我正在编写代码,其中一个线程生成整数,另一个线程使用它们:
#include <mutex>
#include <condition_variable>
#include <thread>
namespace custom {
template<class T, unsigned N>
class factory {
T qu[N+1];
unsigned push_ptr, pop_ptr;
std::mutex lk;
std::condition_variable cv_push, cv_pop;
inline int count() {
return push_ptr>pop_ptr?pop_ptr+N+1-push_ptr:pop_ptr-push_ptr;
}
public:
void push(T x) {
std::unique_lock ulk(lk);
cv_push.wait(ulk, [this](){return count()<N;});
qu[push_ptr++] = x;
if (push_ptr>N) push_ptr=0;
ulk.unlock();
cv_pop.notify_one();
}
T pop() {
std::unique_lock ulk(lk);
cv_pop.wait(ulk, [this](){return count()>0;});
T ret = qu[pop_ptr++];
if (pop_ptr>N) pop_ptr=0;
ulk.unlock();
cv_push.notify_one();
return ret;
}
};
}
custom::factory<int, 64> factory_buffer;
const int N = 1000000;
int S=0;
void fun1() {
for (int i=0; i<N; ++i) S+=factory_buffer.pop();
}
int main() {
std::thread th1(fun1);
for (int i=0; i<N; ++i) factory_buffer.push(i);
th1.join();
}
运行结果表明,每对发布和获取的成本为6.6us,略低于使用的1个内核。然而,使用MPI似乎表现更好:
#include <stdio.h>
#include <stdlib.h>
#include <thread>
#include <mutex>
#define lock_range(...) if(custom::__autolock lock_range_temp=(__VA_ARGS__))

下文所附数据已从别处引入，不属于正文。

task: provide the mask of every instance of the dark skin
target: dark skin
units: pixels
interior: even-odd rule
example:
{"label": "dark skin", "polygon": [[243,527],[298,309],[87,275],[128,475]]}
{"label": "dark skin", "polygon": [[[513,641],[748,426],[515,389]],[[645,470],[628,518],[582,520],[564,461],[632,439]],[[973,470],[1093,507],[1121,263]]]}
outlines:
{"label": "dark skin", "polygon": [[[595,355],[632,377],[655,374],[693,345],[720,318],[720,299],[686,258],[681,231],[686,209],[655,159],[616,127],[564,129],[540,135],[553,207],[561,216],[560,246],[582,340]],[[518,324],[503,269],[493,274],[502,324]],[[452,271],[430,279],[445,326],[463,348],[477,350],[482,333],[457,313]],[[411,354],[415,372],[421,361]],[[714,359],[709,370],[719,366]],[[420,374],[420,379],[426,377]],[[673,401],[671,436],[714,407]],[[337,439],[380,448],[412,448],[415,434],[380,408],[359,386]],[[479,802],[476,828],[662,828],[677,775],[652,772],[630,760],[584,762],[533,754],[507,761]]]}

namespace custom { // Didn't know unique_lock does this thing
template<class T>
struct __autolock {
T& lock;
__autolock(T& lock): lock(lock) {
lock.lock();
}
~__autolock() {
lock.unlock();
}
operator bool() {return 1;}
};
}
#include <atomic>
#include <time.h>
#include <mpi.h>
#include <string.h>
#define debugflag 0
std::mutex mu;
int main (int argc, char *argv[]) {
using std::thread;
int myrank,i,nprocs;
const int N = 100000000;
// 93114ms for N=1e8
{int provided;
MPI_Init_thread(&argc,&argv,MPI_THREAD_MULTIPLE, &provided);
if(provided != MPI_THREAD_MULTIPLE) { // My env only support MPI_THREAD_SERIALIZED
printf("MPI do not Support Multiple thread: %d\n", provided);
//exit(0);
} }
//MPI_Init(&argc, &argv);
MPI_Comm_size(MPI_COMM_WORLD, &nprocs);
MPI_Comm_rank (MPI_COMM_WORLD, &myrank);
MPI_Status status;
if (myrank) {
const auto f=[](){for (int i=0; i<N; ++i) lock_range(mu) MPI_Send(&i, 1, MPI_INT32_T, 0, 0, MPI_COMM_WORLD);};
thread t1(f), t2(f);
t1.join(), t2.join();
} else {
unsigned sum=0;
const auto f=[&sum](){int res; for (int i=0; i<N; ++i) lock_range(mu) MPI_Recv(&res, 1, MPI_INT32_T, 1, 0, MPI_COMM_WORLD, MPI_STATUSES_IGNORE), sum+=res;};
thread t1(f), t2(f);
t1.join(), t2.join();
printf("sum = %u\n", sum);
}
printf ("Timer #%d: %d\n", myrank, clock());
MPI_Finalize();
return 0;
}
(同样是线程安全的)每次发送和接收花费465ns,或者仅发送一个线程并接收一个N = 1e6,则花费289ns,这是单进程解决方案的10倍以上。
我应该如何提高单进程解决方案的性能,使其至少赶上多进程解决方案?